倫敦到着後の留学生(前列左から)畠山義成・森有礼・市来和彦・中村博愛 (後列左から)高見弥一・村橋久成・東郷愛之進・名越時成
(前列左から)町田清蔵・町田民部・磯永彦輔 (後列左から)田中盛明・町田申四郎・鮫島尚信・松木弘安・吉田清成
しかし,帰国して明治政府の要職をこの留学生たちには与えられなかったのです。このことが最大の疑問点であり,何故だろうという興味をわかせるところでもあります。西郷隆盛や大久保利通のような政治的指導者にどうしてなれなかったのか。著者は,西洋倫理思想が「武士とは別個の西洋的人間に仕立て上げてしまっていた」と言います。彼らは一専門技術者としてしか新政府では遇せられなかったのです。そうして,あるものは仏門に帰依したりするものまでいました。東京国立博物館の創立者,東京大学の初代校長,生野鉱山の長,日本で初めての外交官,初代文部大臣などなど。その中でも長沢鼎(磯永彦輔)は異色です。13歳の若さで渡英しその後米国で葡萄酒工場の経営に成功して大農園主になったのでした。

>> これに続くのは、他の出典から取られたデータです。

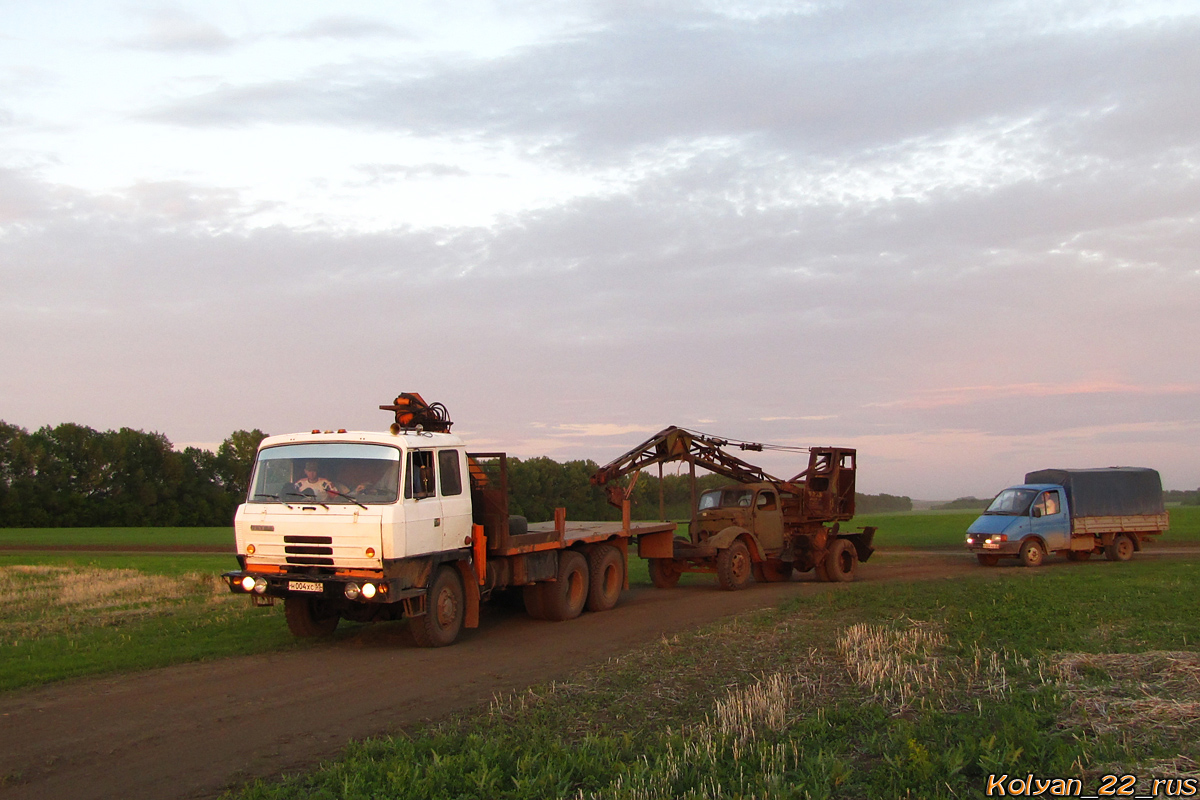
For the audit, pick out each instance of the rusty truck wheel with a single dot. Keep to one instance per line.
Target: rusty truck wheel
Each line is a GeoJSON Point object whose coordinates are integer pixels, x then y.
{"type": "Point", "coordinates": [606, 577]}
{"type": "Point", "coordinates": [444, 605]}
{"type": "Point", "coordinates": [733, 566]}
{"type": "Point", "coordinates": [664, 573]}
{"type": "Point", "coordinates": [1032, 553]}
{"type": "Point", "coordinates": [309, 618]}
{"type": "Point", "coordinates": [841, 560]}
{"type": "Point", "coordinates": [1120, 549]}
{"type": "Point", "coordinates": [564, 599]}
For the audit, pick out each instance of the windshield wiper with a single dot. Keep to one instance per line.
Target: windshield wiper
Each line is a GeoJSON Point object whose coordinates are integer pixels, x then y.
{"type": "Point", "coordinates": [274, 497]}
{"type": "Point", "coordinates": [307, 498]}
{"type": "Point", "coordinates": [349, 497]}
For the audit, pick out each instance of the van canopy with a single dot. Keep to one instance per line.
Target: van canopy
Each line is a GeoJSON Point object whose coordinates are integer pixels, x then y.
{"type": "Point", "coordinates": [1113, 491]}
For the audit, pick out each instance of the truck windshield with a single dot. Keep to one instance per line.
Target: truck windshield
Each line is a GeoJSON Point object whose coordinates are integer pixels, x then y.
{"type": "Point", "coordinates": [725, 499]}
{"type": "Point", "coordinates": [1012, 503]}
{"type": "Point", "coordinates": [327, 473]}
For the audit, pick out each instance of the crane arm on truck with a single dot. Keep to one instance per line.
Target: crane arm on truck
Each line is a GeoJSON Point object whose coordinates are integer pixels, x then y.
{"type": "Point", "coordinates": [699, 449]}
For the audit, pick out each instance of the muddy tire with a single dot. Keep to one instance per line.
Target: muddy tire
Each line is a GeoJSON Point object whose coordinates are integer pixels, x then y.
{"type": "Point", "coordinates": [840, 561]}
{"type": "Point", "coordinates": [444, 607]}
{"type": "Point", "coordinates": [564, 599]}
{"type": "Point", "coordinates": [1032, 553]}
{"type": "Point", "coordinates": [1120, 549]}
{"type": "Point", "coordinates": [307, 619]}
{"type": "Point", "coordinates": [606, 577]}
{"type": "Point", "coordinates": [733, 566]}
{"type": "Point", "coordinates": [533, 601]}
{"type": "Point", "coordinates": [664, 573]}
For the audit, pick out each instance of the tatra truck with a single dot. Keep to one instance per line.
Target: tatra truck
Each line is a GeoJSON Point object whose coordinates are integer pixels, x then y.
{"type": "Point", "coordinates": [407, 523]}
{"type": "Point", "coordinates": [1071, 511]}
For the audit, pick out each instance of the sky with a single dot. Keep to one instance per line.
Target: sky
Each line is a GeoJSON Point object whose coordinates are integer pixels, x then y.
{"type": "Point", "coordinates": [961, 238]}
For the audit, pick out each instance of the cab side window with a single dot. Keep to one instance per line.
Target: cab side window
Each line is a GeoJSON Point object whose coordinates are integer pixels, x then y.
{"type": "Point", "coordinates": [419, 475]}
{"type": "Point", "coordinates": [449, 474]}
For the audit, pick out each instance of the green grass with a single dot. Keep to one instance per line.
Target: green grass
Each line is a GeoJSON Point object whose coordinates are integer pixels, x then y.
{"type": "Point", "coordinates": [856, 691]}
{"type": "Point", "coordinates": [117, 536]}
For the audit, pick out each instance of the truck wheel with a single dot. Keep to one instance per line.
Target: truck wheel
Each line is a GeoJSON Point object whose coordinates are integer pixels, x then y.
{"type": "Point", "coordinates": [840, 561]}
{"type": "Point", "coordinates": [534, 605]}
{"type": "Point", "coordinates": [733, 566]}
{"type": "Point", "coordinates": [606, 577]}
{"type": "Point", "coordinates": [774, 571]}
{"type": "Point", "coordinates": [564, 599]}
{"type": "Point", "coordinates": [442, 620]}
{"type": "Point", "coordinates": [1120, 549]}
{"type": "Point", "coordinates": [664, 573]}
{"type": "Point", "coordinates": [306, 617]}
{"type": "Point", "coordinates": [1032, 553]}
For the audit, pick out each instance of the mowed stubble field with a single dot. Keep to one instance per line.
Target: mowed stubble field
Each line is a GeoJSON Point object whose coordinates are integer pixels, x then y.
{"type": "Point", "coordinates": [867, 690]}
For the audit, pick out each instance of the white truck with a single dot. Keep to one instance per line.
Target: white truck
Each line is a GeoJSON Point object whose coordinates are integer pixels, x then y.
{"type": "Point", "coordinates": [371, 527]}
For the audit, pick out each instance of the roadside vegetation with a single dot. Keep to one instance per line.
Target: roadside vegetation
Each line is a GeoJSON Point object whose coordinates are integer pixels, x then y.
{"type": "Point", "coordinates": [859, 691]}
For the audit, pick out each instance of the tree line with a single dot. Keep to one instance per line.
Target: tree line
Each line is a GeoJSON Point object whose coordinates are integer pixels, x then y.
{"type": "Point", "coordinates": [75, 476]}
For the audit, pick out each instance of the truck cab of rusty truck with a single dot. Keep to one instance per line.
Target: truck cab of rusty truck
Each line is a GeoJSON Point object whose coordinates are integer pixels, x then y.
{"type": "Point", "coordinates": [750, 507]}
{"type": "Point", "coordinates": [1021, 519]}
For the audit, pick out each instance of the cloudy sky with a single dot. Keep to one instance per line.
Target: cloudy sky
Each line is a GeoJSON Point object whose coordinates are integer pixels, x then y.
{"type": "Point", "coordinates": [959, 236]}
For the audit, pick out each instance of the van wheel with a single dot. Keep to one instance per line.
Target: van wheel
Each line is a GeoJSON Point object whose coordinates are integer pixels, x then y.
{"type": "Point", "coordinates": [664, 573]}
{"type": "Point", "coordinates": [606, 577]}
{"type": "Point", "coordinates": [733, 566]}
{"type": "Point", "coordinates": [840, 561]}
{"type": "Point", "coordinates": [309, 618]}
{"type": "Point", "coordinates": [442, 620]}
{"type": "Point", "coordinates": [564, 599]}
{"type": "Point", "coordinates": [1121, 549]}
{"type": "Point", "coordinates": [1032, 553]}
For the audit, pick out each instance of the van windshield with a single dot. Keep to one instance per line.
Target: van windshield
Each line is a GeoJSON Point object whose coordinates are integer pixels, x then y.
{"type": "Point", "coordinates": [1012, 503]}
{"type": "Point", "coordinates": [327, 473]}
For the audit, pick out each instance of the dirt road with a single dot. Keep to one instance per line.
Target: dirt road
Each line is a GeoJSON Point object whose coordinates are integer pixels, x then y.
{"type": "Point", "coordinates": [196, 729]}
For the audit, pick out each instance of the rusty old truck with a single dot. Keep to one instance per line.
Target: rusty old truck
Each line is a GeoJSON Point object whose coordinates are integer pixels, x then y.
{"type": "Point", "coordinates": [761, 527]}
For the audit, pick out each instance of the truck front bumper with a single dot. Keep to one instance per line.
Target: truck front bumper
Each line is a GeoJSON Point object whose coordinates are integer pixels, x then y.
{"type": "Point", "coordinates": [993, 545]}
{"type": "Point", "coordinates": [353, 588]}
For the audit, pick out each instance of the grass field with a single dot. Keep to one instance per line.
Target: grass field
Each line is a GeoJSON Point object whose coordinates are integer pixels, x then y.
{"type": "Point", "coordinates": [863, 691]}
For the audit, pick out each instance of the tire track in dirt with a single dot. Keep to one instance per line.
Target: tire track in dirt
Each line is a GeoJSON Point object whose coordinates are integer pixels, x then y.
{"type": "Point", "coordinates": [195, 729]}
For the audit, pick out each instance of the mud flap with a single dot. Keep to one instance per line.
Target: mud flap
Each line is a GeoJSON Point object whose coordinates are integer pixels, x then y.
{"type": "Point", "coordinates": [471, 593]}
{"type": "Point", "coordinates": [862, 542]}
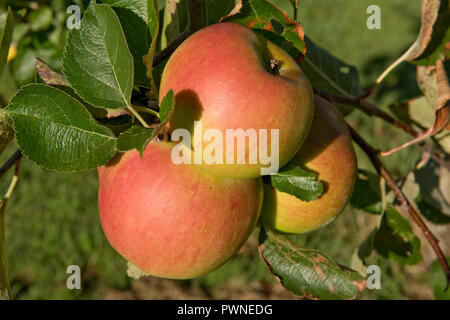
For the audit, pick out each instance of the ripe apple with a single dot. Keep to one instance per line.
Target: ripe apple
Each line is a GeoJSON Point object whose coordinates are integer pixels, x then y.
{"type": "Point", "coordinates": [329, 152]}
{"type": "Point", "coordinates": [230, 78]}
{"type": "Point", "coordinates": [174, 221]}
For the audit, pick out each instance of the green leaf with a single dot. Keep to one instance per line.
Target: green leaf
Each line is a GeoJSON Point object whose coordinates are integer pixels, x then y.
{"type": "Point", "coordinates": [274, 24]}
{"type": "Point", "coordinates": [41, 19]}
{"type": "Point", "coordinates": [153, 26]}
{"type": "Point", "coordinates": [136, 137]}
{"type": "Point", "coordinates": [166, 106]}
{"type": "Point", "coordinates": [55, 130]}
{"type": "Point", "coordinates": [171, 22]}
{"type": "Point", "coordinates": [297, 182]}
{"type": "Point", "coordinates": [133, 18]}
{"type": "Point", "coordinates": [395, 239]}
{"type": "Point", "coordinates": [328, 73]}
{"type": "Point", "coordinates": [435, 19]}
{"type": "Point", "coordinates": [165, 112]}
{"type": "Point", "coordinates": [431, 200]}
{"type": "Point", "coordinates": [97, 62]}
{"type": "Point", "coordinates": [308, 273]}
{"type": "Point", "coordinates": [365, 196]}
{"type": "Point", "coordinates": [216, 9]}
{"type": "Point", "coordinates": [6, 31]}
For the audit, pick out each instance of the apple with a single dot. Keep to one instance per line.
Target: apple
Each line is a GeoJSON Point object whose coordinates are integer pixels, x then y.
{"type": "Point", "coordinates": [329, 152]}
{"type": "Point", "coordinates": [228, 78]}
{"type": "Point", "coordinates": [174, 221]}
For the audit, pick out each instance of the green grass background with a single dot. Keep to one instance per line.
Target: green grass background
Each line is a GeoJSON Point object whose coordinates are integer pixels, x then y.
{"type": "Point", "coordinates": [52, 219]}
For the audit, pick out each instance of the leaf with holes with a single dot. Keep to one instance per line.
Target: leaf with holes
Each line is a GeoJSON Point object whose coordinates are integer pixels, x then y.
{"type": "Point", "coordinates": [56, 131]}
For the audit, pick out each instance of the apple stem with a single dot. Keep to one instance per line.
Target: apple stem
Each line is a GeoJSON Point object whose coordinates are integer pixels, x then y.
{"type": "Point", "coordinates": [5, 286]}
{"type": "Point", "coordinates": [373, 110]}
{"type": "Point", "coordinates": [373, 154]}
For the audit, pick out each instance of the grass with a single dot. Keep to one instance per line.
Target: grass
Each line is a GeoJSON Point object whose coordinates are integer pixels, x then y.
{"type": "Point", "coordinates": [52, 219]}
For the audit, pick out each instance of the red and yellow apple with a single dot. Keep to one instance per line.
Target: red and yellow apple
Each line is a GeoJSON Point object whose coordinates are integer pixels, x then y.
{"type": "Point", "coordinates": [174, 221]}
{"type": "Point", "coordinates": [329, 152]}
{"type": "Point", "coordinates": [230, 78]}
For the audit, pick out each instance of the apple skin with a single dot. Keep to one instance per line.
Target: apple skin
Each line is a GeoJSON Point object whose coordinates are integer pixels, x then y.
{"type": "Point", "coordinates": [220, 75]}
{"type": "Point", "coordinates": [329, 152]}
{"type": "Point", "coordinates": [174, 221]}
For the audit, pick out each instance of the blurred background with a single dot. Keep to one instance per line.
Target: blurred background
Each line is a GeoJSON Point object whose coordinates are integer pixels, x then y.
{"type": "Point", "coordinates": [52, 219]}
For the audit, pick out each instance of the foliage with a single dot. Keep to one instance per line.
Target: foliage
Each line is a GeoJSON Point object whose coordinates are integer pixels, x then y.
{"type": "Point", "coordinates": [64, 121]}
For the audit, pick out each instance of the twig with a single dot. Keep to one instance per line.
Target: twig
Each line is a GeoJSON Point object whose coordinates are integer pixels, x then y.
{"type": "Point", "coordinates": [10, 162]}
{"type": "Point", "coordinates": [373, 110]}
{"type": "Point", "coordinates": [415, 215]}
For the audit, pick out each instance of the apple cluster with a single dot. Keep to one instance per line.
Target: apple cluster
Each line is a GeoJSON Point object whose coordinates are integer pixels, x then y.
{"type": "Point", "coordinates": [182, 221]}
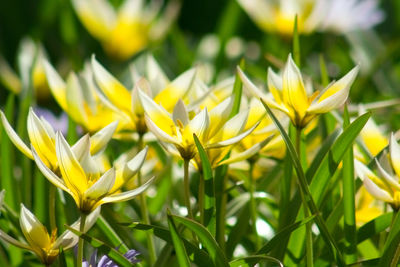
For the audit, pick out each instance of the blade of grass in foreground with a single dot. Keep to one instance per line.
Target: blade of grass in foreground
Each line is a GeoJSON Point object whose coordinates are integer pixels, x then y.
{"type": "Point", "coordinates": [180, 250]}
{"type": "Point", "coordinates": [307, 194]}
{"type": "Point", "coordinates": [350, 234]}
{"type": "Point", "coordinates": [103, 248]}
{"type": "Point", "coordinates": [208, 213]}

葡萄王の異名をとり,「サクセスワイン」の名で米国,欧州でも,日本にも輸入され,大資産家となったのですが,生涯,独身で過ごし,日本にも2度帰国しただけだと言われています。しかし日本を離れるとき,幕府の目から逃れるために,藩主からつけられた長沢と言う名前を生涯使い,「薩摩」すなわち「日本」が彼の心から離れることはなかったようです。このような激動の時代を,国禁まで犯して「西洋」を学び,生きた青年たちのことを,現在あまり知られていないのも残念なことです。